Experts get rewarded for their thought leadership.
In a world driven by influencers and social capital, the future of search is clearly going to be around content marketing, and being top of mind means being on the front lines. For B2C brands, this requires innovation and inspiration, while for B2B and others, it means ranking high for a specific point of view or an in-depth how-to guide, else you risk being beat by competitors.
Contribute guest posts and op-ed pieces to high traffic, well-recognized sites to be considered a thought leader.
Check out what communities your users and competitors are taking part in by using tools like TrackMaven or SimilarWeb. In other words, if you’re a startup looking for visibility, getting featured on Product Hunt or on Inbound.org can easily generate thousands of views in just a matter of hours.

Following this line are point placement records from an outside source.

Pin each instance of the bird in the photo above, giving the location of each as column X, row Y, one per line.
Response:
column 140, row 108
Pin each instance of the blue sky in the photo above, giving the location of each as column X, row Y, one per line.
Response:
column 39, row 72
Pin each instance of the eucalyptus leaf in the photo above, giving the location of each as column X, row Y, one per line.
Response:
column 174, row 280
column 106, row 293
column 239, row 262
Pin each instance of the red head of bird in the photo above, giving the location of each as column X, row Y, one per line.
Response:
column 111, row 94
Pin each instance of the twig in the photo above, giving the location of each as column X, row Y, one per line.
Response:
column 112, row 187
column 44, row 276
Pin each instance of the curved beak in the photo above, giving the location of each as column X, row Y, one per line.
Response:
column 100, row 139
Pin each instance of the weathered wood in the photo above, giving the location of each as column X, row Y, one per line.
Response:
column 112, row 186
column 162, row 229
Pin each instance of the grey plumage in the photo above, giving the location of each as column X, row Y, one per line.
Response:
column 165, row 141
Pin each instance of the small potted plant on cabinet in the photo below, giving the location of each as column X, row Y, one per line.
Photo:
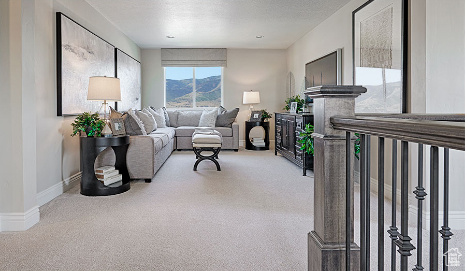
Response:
column 89, row 124
column 265, row 115
column 300, row 102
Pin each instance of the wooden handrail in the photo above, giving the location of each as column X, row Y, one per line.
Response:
column 447, row 131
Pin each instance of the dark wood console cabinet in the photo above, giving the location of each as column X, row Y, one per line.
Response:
column 288, row 128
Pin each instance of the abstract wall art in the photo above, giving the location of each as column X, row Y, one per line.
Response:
column 379, row 56
column 80, row 55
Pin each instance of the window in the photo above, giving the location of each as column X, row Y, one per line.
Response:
column 188, row 87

Answer questions on Reddit, Yahoo Answers, and Quora. Depending on your audience or industry, more niche sites can be found in the benchmarking tools mentioned above.
Read and understand Google Patents. This is my biggest trick for driving powerful SEO results for our clients at Digital Surgeons.
Become a winning contender for the SEO arms race.
Search behavior is a critical step in the consumer journey. Don't just think about your first- and last-click interactions. Build advanced media and attribution models so you can see how SEO, reviews, and other searches are influencing both your digital and offline sales revenue. Be relevant, care about speed, and focus on how users behave.
Remember: SEO is about how you "technically" rank. Content marketing is how you drive engagement and rankings that have an impact on your business. These are two very different things, but you need to understand both to compete.
What do you think the future of SEO and content marketing looks like?